Doch nicht nur Sterbenden fehlte der Beistand wie in normalen Zeiten, sondern auch den Trauernden: Öffentliche Trauerhallen waren geschlossen, die Anzahl zulässiger Teilnehmer bei Beerdigungen war strikt reglementiert. "Natürlich gehört zu unserem Handwerk auch ganz viel Empathie", sagt Christian Jäger vom Bestatterverband für Nordrhein-Westfalen und Rheinland-Pfalz. "Trauernden die Hand geben, ihnen ein Taschentuch reichen - alles war ein Ansteckungsrisiko."

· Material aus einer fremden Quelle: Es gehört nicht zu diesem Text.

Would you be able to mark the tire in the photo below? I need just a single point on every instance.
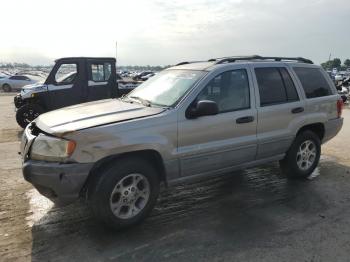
(7, 88)
(303, 156)
(129, 208)
(27, 113)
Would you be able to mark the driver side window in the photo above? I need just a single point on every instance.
(66, 74)
(230, 91)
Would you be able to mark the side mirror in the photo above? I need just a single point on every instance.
(203, 108)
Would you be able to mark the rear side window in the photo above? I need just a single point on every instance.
(313, 81)
(275, 86)
(101, 72)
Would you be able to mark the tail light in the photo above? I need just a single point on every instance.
(340, 105)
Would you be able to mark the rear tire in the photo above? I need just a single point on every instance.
(7, 88)
(124, 193)
(303, 156)
(27, 113)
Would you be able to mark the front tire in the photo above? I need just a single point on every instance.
(124, 193)
(303, 156)
(27, 113)
(7, 88)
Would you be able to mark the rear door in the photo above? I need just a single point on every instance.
(218, 142)
(101, 80)
(65, 85)
(279, 107)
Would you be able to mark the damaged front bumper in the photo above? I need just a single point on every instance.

Die Probleme seien von der Politik nicht gesehen worden, klagt der Verbandsgeschäftsführer: "Wir waren keine systemrelevante Berufsgruppe und fühlten uns alleingelassen." Bestattungsunternehmen hätten zeitweise große Probleme gehabt, Schutzhandschuhe oder Masken zu beschaffen, Mitarbeitende durften nicht die Notbetreuung der Kitas in Anspruch nehmen. Die Wochenenden hätten Bestatter oft damit verbracht, die neuesten Corona-Verordnungen zu studieren und danach Trauerfeiern für den Wochenbeginn eiligst umzuplanen.

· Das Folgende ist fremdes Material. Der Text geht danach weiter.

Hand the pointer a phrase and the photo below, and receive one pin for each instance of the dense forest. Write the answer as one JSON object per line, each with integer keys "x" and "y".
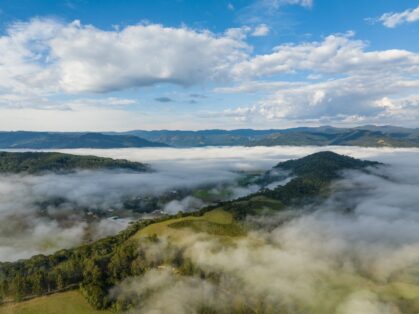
{"x": 38, "y": 162}
{"x": 96, "y": 267}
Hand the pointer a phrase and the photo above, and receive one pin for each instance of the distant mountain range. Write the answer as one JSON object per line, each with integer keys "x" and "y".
{"x": 366, "y": 136}
{"x": 57, "y": 140}
{"x": 374, "y": 136}
{"x": 41, "y": 162}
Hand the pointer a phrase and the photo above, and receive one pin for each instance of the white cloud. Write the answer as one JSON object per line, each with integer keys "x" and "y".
{"x": 392, "y": 20}
{"x": 261, "y": 30}
{"x": 73, "y": 57}
{"x": 352, "y": 81}
{"x": 336, "y": 54}
{"x": 275, "y": 4}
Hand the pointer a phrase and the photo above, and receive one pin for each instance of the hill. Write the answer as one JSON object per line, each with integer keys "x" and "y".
{"x": 51, "y": 140}
{"x": 38, "y": 162}
{"x": 99, "y": 266}
{"x": 368, "y": 136}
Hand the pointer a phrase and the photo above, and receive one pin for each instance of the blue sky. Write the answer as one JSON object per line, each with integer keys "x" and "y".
{"x": 120, "y": 65}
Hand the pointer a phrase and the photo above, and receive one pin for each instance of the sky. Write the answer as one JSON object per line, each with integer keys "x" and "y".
{"x": 91, "y": 65}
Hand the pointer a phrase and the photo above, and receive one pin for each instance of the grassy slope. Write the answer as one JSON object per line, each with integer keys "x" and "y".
{"x": 37, "y": 162}
{"x": 70, "y": 302}
{"x": 216, "y": 222}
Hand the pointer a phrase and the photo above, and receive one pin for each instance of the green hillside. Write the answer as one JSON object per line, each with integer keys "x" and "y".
{"x": 103, "y": 264}
{"x": 37, "y": 162}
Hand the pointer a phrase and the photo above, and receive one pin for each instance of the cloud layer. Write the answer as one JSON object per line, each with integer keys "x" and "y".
{"x": 337, "y": 79}
{"x": 357, "y": 253}
{"x": 392, "y": 20}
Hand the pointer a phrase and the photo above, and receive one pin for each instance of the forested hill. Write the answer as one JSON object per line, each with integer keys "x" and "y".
{"x": 38, "y": 162}
{"x": 50, "y": 140}
{"x": 323, "y": 165}
{"x": 366, "y": 136}
{"x": 97, "y": 267}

"Die Pandemie war ohnehin schon ein großer Stressfaktor, die üblichen mentalen Ressourcen waren da bei vielen nicht verfügbar", sagt die Psychologin Isabella Helmreich vom Mainzer Leibniz-Institut für Resilienzforschung mit Blick auf die Trauernden. Es könne passieren, dass Menschen in ihrem Trauerprozess steckenblieben, wenn die Möglichkeit gefehlt habe, Abschied zu nehmen. "Gegen Selbstvorwürfe sollte man alle Fakten zusammentragen - etwa damals bestehende Verbote oder die Sorge, andere Angehörige anzustecken", rät sie: "Das kann auch entlastend sein."

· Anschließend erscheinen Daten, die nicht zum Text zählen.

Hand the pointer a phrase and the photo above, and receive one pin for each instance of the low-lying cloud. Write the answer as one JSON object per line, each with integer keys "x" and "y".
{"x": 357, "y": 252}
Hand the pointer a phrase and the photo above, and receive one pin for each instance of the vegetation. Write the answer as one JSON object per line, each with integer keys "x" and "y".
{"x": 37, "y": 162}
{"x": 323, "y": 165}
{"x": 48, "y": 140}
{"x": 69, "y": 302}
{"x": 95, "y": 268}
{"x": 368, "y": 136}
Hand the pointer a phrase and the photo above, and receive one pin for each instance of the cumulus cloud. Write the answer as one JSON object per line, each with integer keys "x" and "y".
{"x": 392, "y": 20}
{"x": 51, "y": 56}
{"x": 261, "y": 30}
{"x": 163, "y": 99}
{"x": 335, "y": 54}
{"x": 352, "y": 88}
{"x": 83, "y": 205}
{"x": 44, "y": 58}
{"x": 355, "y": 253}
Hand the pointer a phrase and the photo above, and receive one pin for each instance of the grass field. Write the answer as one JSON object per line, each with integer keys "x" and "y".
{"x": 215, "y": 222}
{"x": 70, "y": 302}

Familienmitglieder sterbender Covid-Patienten, die nicht ins Klinikum kommen konnten oder durften, hätten oft gefragt, ob die Angehörigen Schmerzen gehabt hätten. Wenn sie dies verneinen konnte, sei zumindest das vielen ein Trost gewesen, berichtet Klinikpfarrerin Thierfelder. Im Rückblick bricht sie eine Lanze für das Krankenhauspersonal, das sich bis zum Äußersten seiner Kräfte dafür eingesetzt habe, Sterbenskranken trotz aller Widrigkeiten ein würdevolles Lebensende zu ermöglichen. Inzwischen sei der Alltag wieder zurückgekehrt. "Im Krankenhaus ist Covid kein großes Thema mehr", sagt sie. "Trotzdem habe ich das Gefühl, es hängt allen noch nach."